I to jest jedyny minus tego produktu.
 
Otrzymujemy prawie 120ml świetnego kremu do walki z zaskórnikami i wypryskami. Formuła lotionu bardzo dobrze współpracuje z moją skórą. Może nie jest ona pięknie nasycona wilgocią, ale nie jest wysuszona, ściągnięta, nie łuszczy się i nie woła po myciu o natychmiastowe nawilżenie. Nawilża ją lepiej niż krem na noc z Pat&Rub, do którego muszę dopisać aktualizację. Najważniejsze: trzyma w ryzach moją skłonną do wyprysków skórę. Pojawiają się znacznie rzadziej, są mniejsze, szybko znikają.

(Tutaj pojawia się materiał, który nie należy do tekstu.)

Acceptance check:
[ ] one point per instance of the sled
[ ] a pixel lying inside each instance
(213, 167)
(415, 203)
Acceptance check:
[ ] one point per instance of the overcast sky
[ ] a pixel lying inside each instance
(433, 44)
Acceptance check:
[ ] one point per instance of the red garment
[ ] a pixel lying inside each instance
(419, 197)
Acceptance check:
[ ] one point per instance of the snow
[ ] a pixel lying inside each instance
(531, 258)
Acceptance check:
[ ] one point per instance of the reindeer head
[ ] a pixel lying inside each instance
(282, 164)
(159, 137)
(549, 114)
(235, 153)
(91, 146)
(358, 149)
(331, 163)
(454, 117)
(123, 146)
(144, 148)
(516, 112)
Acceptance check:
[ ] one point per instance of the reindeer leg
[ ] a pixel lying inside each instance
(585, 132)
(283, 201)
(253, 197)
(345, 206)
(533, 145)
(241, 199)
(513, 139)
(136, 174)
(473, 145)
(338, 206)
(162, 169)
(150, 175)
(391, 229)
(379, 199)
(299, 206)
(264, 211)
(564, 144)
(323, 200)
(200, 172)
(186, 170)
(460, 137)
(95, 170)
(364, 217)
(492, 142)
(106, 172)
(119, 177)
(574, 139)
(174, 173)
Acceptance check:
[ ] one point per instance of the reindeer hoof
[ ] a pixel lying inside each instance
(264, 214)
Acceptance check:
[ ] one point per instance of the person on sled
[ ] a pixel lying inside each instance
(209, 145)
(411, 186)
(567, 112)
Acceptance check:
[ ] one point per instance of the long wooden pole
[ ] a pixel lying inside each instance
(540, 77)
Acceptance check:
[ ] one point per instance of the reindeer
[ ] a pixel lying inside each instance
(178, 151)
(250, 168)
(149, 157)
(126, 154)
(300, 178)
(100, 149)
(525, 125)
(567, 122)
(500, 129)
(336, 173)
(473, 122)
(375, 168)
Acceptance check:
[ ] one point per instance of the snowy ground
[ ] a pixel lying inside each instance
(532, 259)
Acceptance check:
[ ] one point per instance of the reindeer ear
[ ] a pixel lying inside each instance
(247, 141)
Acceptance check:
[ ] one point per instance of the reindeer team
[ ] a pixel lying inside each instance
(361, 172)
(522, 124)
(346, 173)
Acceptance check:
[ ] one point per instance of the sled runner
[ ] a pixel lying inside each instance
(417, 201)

Sam krem jest biały, czasem można w nim wyczuć mikro kryształki kwasu. Łatwo się rozsmarowuje, ale pozostawia na skórze maziaje, które wchłaniają się po kilku minutach. Jest wydajny, mimo skłonności do nakładania zbyt dużych ilości - po dwóch miesiącach używania wciąż mam 2/3 butelki, a używam razem z siostrą. Bezzapachowy.

Werdykt: polecam z czystym sumieniem. Przy okazji pisania notki trafiłam na informację o wrześniowej zniżce na całe zamówienie:



Kusi mnie zrobienie zapasów choć nie powinnam (o tym za jakiś czas ;) ).